CHAPTER VII--THE PILGRIM OF SALISBURY
She hadde passed many a strange shrine,
At Rome she had been and at Boleine,
At Galice, at St. James, and at Coleine,
She could moche of wandering by the way.
CHAUCER, Canterbury Pilgrims.
Grisell found herself brought into a hall where a stout oak table
occupied the centre, covered with home-spun napery, on which stood
trenchers, wooden bowls, pewter and a few silver cups, and several
large pitchers of ale, small beer, or milk. A pie and a large piece
of bacon, also a loaf of barley bread and a smaller wheaten one, were
there.
Shelves all round the walls shone with pewter and copper dishes,
cups, kettles, and vessels and implements of all household varieties,
and ranged round the floor lay ploughshares, axes, and mattocks, all
polished up. The ring of hammers on the anvil was heard in the court
in the rear. The front of the hall was open for the most part,
without windows, but it could be closed at night.

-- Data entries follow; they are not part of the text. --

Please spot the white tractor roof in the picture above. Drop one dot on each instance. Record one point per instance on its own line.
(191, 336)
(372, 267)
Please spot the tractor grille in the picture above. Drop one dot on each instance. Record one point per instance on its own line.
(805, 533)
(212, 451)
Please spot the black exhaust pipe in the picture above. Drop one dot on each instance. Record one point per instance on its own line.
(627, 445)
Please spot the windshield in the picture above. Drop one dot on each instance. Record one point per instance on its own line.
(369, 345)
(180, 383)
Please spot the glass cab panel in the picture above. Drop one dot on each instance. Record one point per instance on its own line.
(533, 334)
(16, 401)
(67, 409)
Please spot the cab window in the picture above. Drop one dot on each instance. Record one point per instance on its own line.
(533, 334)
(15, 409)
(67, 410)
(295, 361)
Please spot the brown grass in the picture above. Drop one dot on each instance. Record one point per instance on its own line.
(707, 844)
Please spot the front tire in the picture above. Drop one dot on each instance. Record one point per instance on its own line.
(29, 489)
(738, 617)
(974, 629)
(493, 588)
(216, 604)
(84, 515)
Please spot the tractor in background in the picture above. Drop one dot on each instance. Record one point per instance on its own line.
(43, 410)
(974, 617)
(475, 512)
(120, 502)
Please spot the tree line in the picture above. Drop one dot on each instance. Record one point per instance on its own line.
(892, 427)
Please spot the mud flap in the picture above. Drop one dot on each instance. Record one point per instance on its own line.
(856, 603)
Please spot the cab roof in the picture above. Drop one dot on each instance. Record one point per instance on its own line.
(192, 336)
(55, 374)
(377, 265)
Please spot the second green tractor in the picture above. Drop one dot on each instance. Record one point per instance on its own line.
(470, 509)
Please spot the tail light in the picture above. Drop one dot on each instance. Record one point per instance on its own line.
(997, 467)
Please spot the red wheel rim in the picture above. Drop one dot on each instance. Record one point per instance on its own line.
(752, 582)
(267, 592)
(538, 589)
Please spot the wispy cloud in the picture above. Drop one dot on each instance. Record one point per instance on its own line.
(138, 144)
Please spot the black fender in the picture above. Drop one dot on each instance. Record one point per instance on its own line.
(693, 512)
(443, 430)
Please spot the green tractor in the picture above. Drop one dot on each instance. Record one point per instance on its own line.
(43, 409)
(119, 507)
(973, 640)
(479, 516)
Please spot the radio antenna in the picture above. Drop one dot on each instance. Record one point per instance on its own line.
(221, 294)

Breakfast was never a regular meal, and the household had partaken of
it, so that there was no one in the hall excepting Master Hall, a
stout, brawny, grizzled man, with a good-humoured face, and his son,
more slim, but growing into his likeness, also a young notable-
looking daughter-in-law with a swaddled baby tucked under her arm.
They seated Grisell at the table, and implored her to eat. The
wheaten bread and the fowl were, it seemed, provided in her honour,
and she could not but take her little knife from the sheath in her
girdle, turn back her nun-like veil, and prepare to try to drive back
her sobs, and swallow the milk of almonds pressed on her.